The decellularized dermal tissue may be lyophilised before step b). The decellularized dermal tissue may bc in thc form of a powder, granules or paste.
The decellularized dermal tissue may comprise decellularized epidermis, dermis, hypodermis, basement membrane or any combination thereof, for example. In preferred embodiments the decellularized dermal tissue comprises both epidermis and dermis, and is preferably decellularized intact skin.
The decellularized dermal tissue may comprise decellularized mammalian dermal tissue, which in some embodiments may be selected from porcine or human dermal tissue. In some embodiments the dermal tissue may be autologous dermal tissue derived from the intended recipient. The method may therefore include obtaining a sample of dermal tissue from the intended recipient of the wound healing compositions, and decellularizing said dermal tissue.
Step b) may comprise homogeneously mixing the PRF with the decellularized dermal tissue. The PRF may be as described hereinabove for the first aspect of the invention.
The PRF may be formed by centrifugation of blood. The relative centrifugal force is chosen to ensure production of PRF, rather than PRP. For human blood, a relative centrifugal force (RCF) of between 550-800g (RAD = 85mm) (around 2400-3050 rpm), may be used, preferably for between 2-10 minutes, more preferably between 3-8 minutes. For porcine blood the RCF is preferably between 95-530g (RAD = 85mm) or between 150-480g (RAD=85mm) for between 2-10 minutes, preferably between 3-8 minutes. In preferred embodiments, centrifugation is performed only once, in order to retain maximum quantities of autologous cells, which are believed to assist with chronic wound healing. It has been surprisingly found that creating the PRF at such speeds enables an optimal product to be recovered that includes maximum quantities of fibrin, and as appropriate, leucocytes and stem cells, whilst enabling removal of red blood cells, and ensuring the correct consistency of the PRF for ease of mixing with the decellularised dermal tissue to create a mouldable and/or injectable product.
The ratio of decellularized dermal tissue to the total amount PRF may be between 10:1 and 1:10, preferably between 5:1 and 1:10, 2:1 and 1:10 or between 1:1 and 1:10. In some embodiments the ratio is between 1:2 and 1:9 decellularized dermal tissue:PRF.
The PRF is preferably obtained from the intended recipient of the wound healing composition (i.e. it is autologous PRF) and therefore preferably comprises autologous fibrin of the intended recipient.

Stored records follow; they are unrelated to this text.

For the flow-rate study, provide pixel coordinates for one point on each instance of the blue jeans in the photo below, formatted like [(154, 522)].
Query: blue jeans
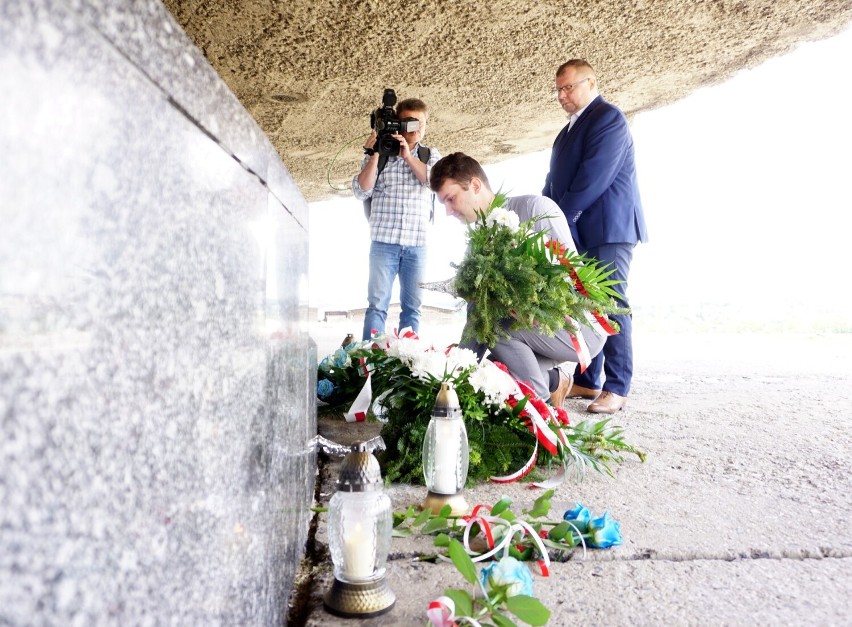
[(386, 262)]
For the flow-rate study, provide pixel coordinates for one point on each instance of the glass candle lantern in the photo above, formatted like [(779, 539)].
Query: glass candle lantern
[(360, 520), (445, 453)]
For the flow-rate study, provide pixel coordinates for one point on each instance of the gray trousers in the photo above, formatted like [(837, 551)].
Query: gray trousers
[(529, 355)]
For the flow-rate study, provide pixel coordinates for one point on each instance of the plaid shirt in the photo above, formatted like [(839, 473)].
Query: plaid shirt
[(401, 203)]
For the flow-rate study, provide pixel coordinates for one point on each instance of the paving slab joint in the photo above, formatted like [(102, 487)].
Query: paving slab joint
[(316, 553)]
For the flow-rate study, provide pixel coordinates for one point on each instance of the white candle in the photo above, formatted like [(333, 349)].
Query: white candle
[(446, 457), (359, 553)]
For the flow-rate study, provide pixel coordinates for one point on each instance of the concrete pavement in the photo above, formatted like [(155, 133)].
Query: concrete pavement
[(739, 516)]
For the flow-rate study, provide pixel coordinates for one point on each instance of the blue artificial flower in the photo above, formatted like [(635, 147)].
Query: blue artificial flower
[(341, 359), (508, 573), (604, 532), (579, 517), (325, 388)]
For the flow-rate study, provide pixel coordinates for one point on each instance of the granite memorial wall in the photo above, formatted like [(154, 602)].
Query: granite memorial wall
[(156, 371)]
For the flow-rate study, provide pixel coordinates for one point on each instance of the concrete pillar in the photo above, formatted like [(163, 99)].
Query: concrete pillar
[(156, 372)]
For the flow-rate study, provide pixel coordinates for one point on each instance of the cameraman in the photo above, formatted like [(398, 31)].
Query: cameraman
[(401, 204)]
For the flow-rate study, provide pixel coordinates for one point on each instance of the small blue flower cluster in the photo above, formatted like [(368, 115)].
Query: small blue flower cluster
[(600, 533), (510, 575)]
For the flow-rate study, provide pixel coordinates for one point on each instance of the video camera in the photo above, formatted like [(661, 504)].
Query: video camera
[(386, 123)]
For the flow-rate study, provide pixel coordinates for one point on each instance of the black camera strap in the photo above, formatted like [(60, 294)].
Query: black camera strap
[(423, 153)]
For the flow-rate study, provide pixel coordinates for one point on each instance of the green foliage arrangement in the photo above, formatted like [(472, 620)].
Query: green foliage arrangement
[(513, 273)]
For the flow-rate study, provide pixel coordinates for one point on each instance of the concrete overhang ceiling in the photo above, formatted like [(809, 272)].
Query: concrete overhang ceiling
[(311, 71)]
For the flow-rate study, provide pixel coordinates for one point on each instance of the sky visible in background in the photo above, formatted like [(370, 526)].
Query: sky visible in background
[(746, 194)]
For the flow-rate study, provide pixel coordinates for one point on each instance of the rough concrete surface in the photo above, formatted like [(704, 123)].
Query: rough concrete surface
[(740, 515), (311, 72)]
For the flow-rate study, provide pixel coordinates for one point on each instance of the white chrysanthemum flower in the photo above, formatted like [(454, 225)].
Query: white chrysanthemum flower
[(492, 382), (406, 349), (429, 363), (503, 217), (459, 359)]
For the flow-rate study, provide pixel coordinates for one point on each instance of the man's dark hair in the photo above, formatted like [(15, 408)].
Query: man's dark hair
[(411, 104), (459, 167), (575, 63)]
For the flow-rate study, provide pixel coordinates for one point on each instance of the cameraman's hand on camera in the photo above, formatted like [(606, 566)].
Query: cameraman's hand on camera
[(370, 169), (417, 166), (370, 144), (404, 150)]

The PRF is preferably substantially free of red blood cells. The PRF preferably comprises leucocytes and/or stem cells, and may be leucocyte-rich PRF..
In some embodiments the method may comprise adding one or more types of autologous cells of the intended recipient, which may be added before, during or after step b). The autologous cells may be as described hereinabove for the first aspect of the invention.
In some embodiments the method may comprise adding one or more proteins, anti-inflammatory agents and/or anti-infective agents, which may be independently added before, during or after step b). The proteins, anti-inflammatory agents and anti-infective agents may be as described hereinabove for the first aspect of the invention According to a fourth aspect of the invention there is provided a method of treating a wound, the method comprising contacting the wound with a wound healing composition of the first aspect of the invention.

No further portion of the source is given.